[Multidevice] Tma bulk copy p2p runtime examples by samnordmann · Pull Request #6011 · NVIDIA/Fuser

samnordmann · 2026-02-25T10:03:00Z

What

Add a Hopper TMA (cp.async.bulk) copy kernel in csrc/multidevice/tma_copy.cu and validate it across three memory source/destination types:

local GMEM
peer symmetric memory. It means TMA can write from local shared memory to remote global memory.
NVLS multicast pointers. It means that by using the multicast ptr as the destination of the TMA request, data can be broadcast to the whole NVL domain in one shot at line rate. Note, however, that this is not officially supported according to the CUDA doc.

Those behavior are demonstrated through three unit tests at tests/cpp/test_multidevice_tma.cpp. The tests reuse the SymmetricTensor abstraction for VMM allocation, IPC handle exchange, and multicast setup, keeping the test bodies focused on the TMA transfer itself.

Why

The CUDA backend for multi-device communication (csrc/multidevice/cuda_p2p.cpp) currently uses SM-based copies (regular threads load/store or multimem.st) and copy-engine copies (cudaMemcpyAsync / cudaMemcpyBatchAsync). TMA offers a third transport option that is GPU-initiated, lightweight (single-thread issue), fully asynchronous, and frees SM resources for overlapping compute. This transport is leveraged by DeepEP for intra-node MoE dispatch. This PR validates that TMA works correctly on the memory types used by nvFuser's multi-device infrastructure.
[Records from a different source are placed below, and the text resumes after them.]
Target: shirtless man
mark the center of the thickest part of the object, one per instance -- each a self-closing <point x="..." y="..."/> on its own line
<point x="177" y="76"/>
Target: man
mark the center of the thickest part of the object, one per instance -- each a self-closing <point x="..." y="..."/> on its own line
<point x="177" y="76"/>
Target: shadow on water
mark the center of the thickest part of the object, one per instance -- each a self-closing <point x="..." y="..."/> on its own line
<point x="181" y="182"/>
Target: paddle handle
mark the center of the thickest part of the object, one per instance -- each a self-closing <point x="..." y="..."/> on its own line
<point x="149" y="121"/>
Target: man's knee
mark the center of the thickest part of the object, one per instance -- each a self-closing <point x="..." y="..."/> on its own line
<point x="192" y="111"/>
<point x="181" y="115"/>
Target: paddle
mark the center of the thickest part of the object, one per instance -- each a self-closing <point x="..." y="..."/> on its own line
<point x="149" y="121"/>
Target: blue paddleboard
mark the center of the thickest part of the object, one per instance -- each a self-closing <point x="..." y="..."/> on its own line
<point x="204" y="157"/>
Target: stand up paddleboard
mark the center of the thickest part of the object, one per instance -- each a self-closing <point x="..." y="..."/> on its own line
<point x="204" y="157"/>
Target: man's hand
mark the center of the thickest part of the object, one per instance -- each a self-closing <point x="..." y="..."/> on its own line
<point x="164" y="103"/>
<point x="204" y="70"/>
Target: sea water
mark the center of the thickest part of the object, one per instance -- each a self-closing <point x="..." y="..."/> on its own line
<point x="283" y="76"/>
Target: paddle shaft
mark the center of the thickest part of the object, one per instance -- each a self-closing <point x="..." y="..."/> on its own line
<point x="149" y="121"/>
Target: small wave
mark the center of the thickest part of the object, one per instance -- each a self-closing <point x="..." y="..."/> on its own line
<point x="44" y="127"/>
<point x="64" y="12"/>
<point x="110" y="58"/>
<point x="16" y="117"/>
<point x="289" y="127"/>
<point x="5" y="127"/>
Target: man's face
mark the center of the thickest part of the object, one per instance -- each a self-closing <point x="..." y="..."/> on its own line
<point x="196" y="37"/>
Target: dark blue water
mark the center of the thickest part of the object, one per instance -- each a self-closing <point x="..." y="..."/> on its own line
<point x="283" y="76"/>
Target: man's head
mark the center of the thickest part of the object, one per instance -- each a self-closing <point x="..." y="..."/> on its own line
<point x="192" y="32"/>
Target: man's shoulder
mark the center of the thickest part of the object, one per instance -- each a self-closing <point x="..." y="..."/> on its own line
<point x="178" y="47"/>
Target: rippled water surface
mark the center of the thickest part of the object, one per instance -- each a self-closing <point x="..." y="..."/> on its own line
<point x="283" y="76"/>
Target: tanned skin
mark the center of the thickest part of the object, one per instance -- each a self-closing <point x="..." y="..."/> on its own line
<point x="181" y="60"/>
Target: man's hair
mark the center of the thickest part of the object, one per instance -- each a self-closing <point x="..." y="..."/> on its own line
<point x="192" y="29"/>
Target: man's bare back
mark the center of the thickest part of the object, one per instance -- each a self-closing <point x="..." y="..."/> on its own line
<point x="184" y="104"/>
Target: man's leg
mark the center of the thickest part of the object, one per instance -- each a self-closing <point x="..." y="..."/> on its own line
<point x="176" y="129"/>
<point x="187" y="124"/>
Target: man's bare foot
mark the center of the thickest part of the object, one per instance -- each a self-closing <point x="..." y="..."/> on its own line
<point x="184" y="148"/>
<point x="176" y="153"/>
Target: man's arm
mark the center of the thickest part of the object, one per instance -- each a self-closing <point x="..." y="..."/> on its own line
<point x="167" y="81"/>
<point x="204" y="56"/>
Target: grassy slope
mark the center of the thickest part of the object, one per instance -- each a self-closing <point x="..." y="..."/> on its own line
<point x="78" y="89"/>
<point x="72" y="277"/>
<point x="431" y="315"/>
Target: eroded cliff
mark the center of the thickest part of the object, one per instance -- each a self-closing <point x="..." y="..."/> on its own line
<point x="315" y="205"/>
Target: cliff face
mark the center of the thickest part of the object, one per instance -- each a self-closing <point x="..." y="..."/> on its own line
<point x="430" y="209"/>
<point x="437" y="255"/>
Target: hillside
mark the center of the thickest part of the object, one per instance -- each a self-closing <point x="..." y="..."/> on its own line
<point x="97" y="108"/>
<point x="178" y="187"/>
This lays the groundwork for a follow-up PR that integrates TMA as a transport option for P2P and multicast communications alongside the existing SM-based copies and copy-engine transports.

How

The kernel is implemented in csrc/multidevice/tma_copy.cu. It is a single-warp kernel where thread 0 performs a two-phase TMA transfer through shared memory (GMEM(src) --[TMA load]--> SMEM --[TMA store]--> GMEM(dst)), using mbarrier for async completion tracking. TMA is a GMEM-SMEM engine — there is no GMEM-to-GMEM variant, so shared memory staging is inherent to the hardware.
The kernel is compiled at runtime via NVRTC (same pattern as the existing alltoallv.cu, multicast.cu kernels in cuda_p2p.cpp, and other kernels in runtime/) and stringified at build time through the existing NVFUSER_RUNTIME_FILES pipeline.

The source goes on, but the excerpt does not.